Ganjar sepertinya mengakui dan sadar betul dengan kebenaran pendapat Kepplinger tersebut. Dia mencoba mengatasi hal tersebut dengan konsistensi dalam membuat konten dan merespons setiap keluhan masyarakat di akun media sosialnya. Bagi Ganjar tak hanya media mainstream, media sosial kini sudah menjadi salah satu kekuatan sosial dalam masyarakat. Logika media harus dipahami sebagai peran media dalam proses pembentuk dan pengakuan realitas sosial.
Altheide (1979) menyebut bahwa logika media bersifat interaktif, berdasarkan pendapat sejumlah audiens, bukan lagi pada hubungan satu arah di mana media mendikte definisi dari realitas seperti praktik media mainstream saat ini. Kehadiran media sosial telah mengubah cara informasi disebarluaskan, yang memperkenalkan logika distribusi yang berbeda. Di era digital produksi informasi tak lagi hanya bisa dilakukan oleh profesional, seperti jurnalis lalu disebarkan oleh media mainstream.
Masyarakat, pejabat, termasuk Ganjar Pranowo juga bisa memproduksi, menyaring, mengedit, dan meneruskan informasi ke orang lain melalui akun media sosial mereka.
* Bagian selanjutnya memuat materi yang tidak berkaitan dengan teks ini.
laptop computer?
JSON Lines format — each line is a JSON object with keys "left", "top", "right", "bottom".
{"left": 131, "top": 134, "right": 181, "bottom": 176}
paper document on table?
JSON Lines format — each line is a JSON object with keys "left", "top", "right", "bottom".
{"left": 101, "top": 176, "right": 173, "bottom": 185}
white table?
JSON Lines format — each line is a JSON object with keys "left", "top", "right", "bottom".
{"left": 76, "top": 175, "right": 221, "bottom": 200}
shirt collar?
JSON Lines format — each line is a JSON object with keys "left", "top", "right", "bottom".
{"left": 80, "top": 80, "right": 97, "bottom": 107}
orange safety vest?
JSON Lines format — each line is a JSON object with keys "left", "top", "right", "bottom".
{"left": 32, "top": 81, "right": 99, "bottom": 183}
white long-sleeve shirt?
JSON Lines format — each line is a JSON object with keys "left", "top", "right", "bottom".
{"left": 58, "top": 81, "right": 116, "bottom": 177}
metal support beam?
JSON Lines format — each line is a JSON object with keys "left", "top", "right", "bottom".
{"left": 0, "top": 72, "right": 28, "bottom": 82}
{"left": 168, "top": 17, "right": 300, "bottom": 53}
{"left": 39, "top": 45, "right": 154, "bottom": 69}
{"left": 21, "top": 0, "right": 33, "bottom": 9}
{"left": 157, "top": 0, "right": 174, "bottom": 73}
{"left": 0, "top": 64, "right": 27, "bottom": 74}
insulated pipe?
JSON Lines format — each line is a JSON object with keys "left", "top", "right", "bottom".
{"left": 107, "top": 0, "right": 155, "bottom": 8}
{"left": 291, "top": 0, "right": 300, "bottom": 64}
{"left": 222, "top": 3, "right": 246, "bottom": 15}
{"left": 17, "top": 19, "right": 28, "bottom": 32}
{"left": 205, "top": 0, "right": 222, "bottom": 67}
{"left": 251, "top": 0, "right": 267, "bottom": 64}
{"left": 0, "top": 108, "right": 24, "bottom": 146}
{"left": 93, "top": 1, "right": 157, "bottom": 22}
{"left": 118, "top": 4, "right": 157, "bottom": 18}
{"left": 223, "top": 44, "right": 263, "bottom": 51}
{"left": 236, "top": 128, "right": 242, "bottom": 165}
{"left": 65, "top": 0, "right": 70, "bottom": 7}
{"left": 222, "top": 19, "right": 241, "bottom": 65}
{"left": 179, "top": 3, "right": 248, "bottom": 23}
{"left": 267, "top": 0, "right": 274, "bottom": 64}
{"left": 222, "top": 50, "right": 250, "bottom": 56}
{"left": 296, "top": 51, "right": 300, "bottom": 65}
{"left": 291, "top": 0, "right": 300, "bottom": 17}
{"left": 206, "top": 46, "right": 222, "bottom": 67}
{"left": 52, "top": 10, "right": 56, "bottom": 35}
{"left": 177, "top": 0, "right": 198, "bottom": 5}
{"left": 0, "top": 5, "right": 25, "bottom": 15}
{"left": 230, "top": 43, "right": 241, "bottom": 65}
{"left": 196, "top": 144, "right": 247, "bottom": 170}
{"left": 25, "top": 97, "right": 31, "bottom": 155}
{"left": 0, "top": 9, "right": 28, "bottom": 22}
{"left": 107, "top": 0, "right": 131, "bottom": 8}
Mengacu pada pendapat Van Dijck dan Poell (2013) ada empat prinsip dasar logika media sosial, yakni programabilitas, popularitas, konektivitas, dan datafikasi. Empat prinsip ini harus diperhatikan oleh seorang politikus yang ingin menggunakan media sosial untuk menaikkan popularitas.
Namun, media sosial bukan satu-satunya platform untuk mendulang popularitas, akseptabilitas, maupun elektabilitas. Ada sarana lain yang juga biasa digunakan, seperti memasang baliho, iklan di media massa, atau tampil di media massa.
Erwin Dariyanto mahasiswa Pascasarjana Universitas Indonesia
Disarikan oleh P.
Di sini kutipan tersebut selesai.